In this acclaimed collection of twelve stories, Margaret Atwood probes the territory of childhood memories and the casual cruelty men and women inflict upon each other and themselves. She looks behind the familiar world of family summers at remote lakes, ordinary lives, and unexpected loves, and she unearths profound truths. A melancholy, teenage love is swept away by a Canadian hurricane, while a tired, middle-aged affection is rekindled by the spectacle of rare Jamaican birds; a potter tries to come to terms with the group of poets who so smother her that she is driven into the arms of her accountant; and, in the title story, the Bluebeard legend is retold as an ironic tale of marital deception. Stark and scathing at times, humorous and compassionate at others, Bluebeards Egg confirms once again Atwood’s reputation as the pre-eminent chronicler of our times.

About the author


Margaret Atwood was born in 1939 in Ottawa and grew up in northern Ontario, Quebec, and Toronto. She received her undergraduate degree from Victoria College at the University of Toronto and her master's degree from Radcliffe College.
Throughout her writing career, Margaret Atwood has received numerous awards and honourary degrees. She is the author of more than fifty volumes of poetry, children’s literature, fiction, and non-fiction and is perhaps best known for her novels, which include The Edible Woman (1970), The Handmaid's Tale (1983), The Robber Bride (1994), Alias Grace (1996), and The Blind Assassin, which won the prestigious Booker Prize in 2000. Atwood's dystopic novel, Oryx and Crake, was published in 2003. The Tent (mini-fictions) and Moral Disorder (short stories) both appeared in 2006. Her most recent volume of poetry, The Door, was published in 2007. Her non-fiction book, Payback: Debt and the Shadow Side of Wealth, part of the Massey Lecture series, appeared in 2008, and her most recent novel, The Year of the Flood, in the autumn of 2009. Ms. Atwood's work has been published in more than forty languages, including Farsi, Japanese, Turkish, Finnish, Korean, Icelandic and Estonian. In 2004 she co-invented the Long Pen TM.
Margaret Atwood currently lives in Toronto with writer Graeme Gibson. 

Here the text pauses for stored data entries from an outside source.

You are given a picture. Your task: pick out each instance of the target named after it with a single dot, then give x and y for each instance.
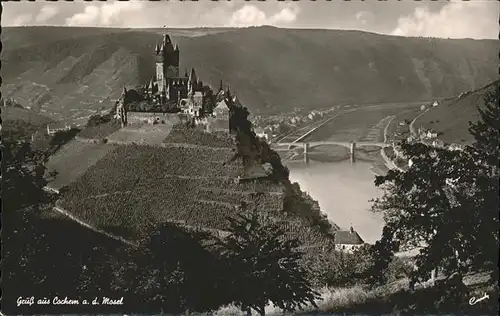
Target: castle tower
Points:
(167, 62)
(192, 82)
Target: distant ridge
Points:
(272, 70)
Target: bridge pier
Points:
(306, 151)
(353, 149)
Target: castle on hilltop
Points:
(168, 92)
(167, 87)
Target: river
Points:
(343, 191)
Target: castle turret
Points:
(192, 82)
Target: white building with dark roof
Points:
(347, 240)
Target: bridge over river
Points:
(351, 145)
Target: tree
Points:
(446, 203)
(264, 266)
(41, 252)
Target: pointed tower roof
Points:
(167, 44)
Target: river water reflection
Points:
(343, 191)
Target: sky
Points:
(476, 19)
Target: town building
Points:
(347, 240)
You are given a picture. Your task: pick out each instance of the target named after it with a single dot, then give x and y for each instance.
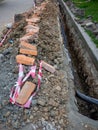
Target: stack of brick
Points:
(32, 31)
(28, 50)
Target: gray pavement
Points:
(8, 8)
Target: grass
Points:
(91, 9)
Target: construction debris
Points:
(25, 92)
(22, 59)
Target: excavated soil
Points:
(48, 109)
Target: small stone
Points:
(41, 102)
(34, 102)
(31, 117)
(7, 114)
(89, 24)
(95, 32)
(58, 88)
(35, 108)
(86, 126)
(1, 58)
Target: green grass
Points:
(91, 8)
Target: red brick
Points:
(25, 92)
(22, 59)
(27, 45)
(48, 67)
(28, 51)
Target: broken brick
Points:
(28, 51)
(25, 92)
(29, 36)
(27, 45)
(32, 28)
(22, 59)
(33, 20)
(48, 67)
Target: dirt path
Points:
(52, 97)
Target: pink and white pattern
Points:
(15, 92)
(5, 37)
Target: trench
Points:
(85, 108)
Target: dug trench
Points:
(83, 69)
(49, 109)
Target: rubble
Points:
(50, 98)
(25, 92)
(22, 59)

Margaret Atwood's profile page

Editorial Reviews

“Atwood displays polished craftsmanship and rare insight in the stories in this collection. They are the work of an author in full control of her considerable talents.” —Globe and Mail
“An acute and poetic observer of the eternal, universal, rum relationships between men and women.” —The Times (UK)

“Margaret Atwood renders visual, aural, and tactile events in such crisp, surprising language that her images crackle off the page.” —Washington Post

“A book to be read and re-read, to be talked about and savored.” —London Free Press

“Her stories are sophisticated, reticent, ornate, stark, supple, stiff, savage or forgiving; they are exactly what she wants them to be. They are stories from the prime of life.” —Times Literary Supplement

“An outstanding correspondent on the war between the sexes writes as wittily as ever on the hopes and shortcomings of women who bake for poets, sleep with their accountants, attribute their preference for awful men to fearlessness, and don’t know how much they scare their own mothers.” —The Observer

“This collection of short stories shows her genius with all its sparkle and humour.” —Cosmopolitan

“In this impressive collection of astute and reverberating stories, she adds to her already considerable stature as a writer.” —Winnipeg Free Press

“The depth and complexity of Atwood’s critique of contemporary society are stunning.” —Ms.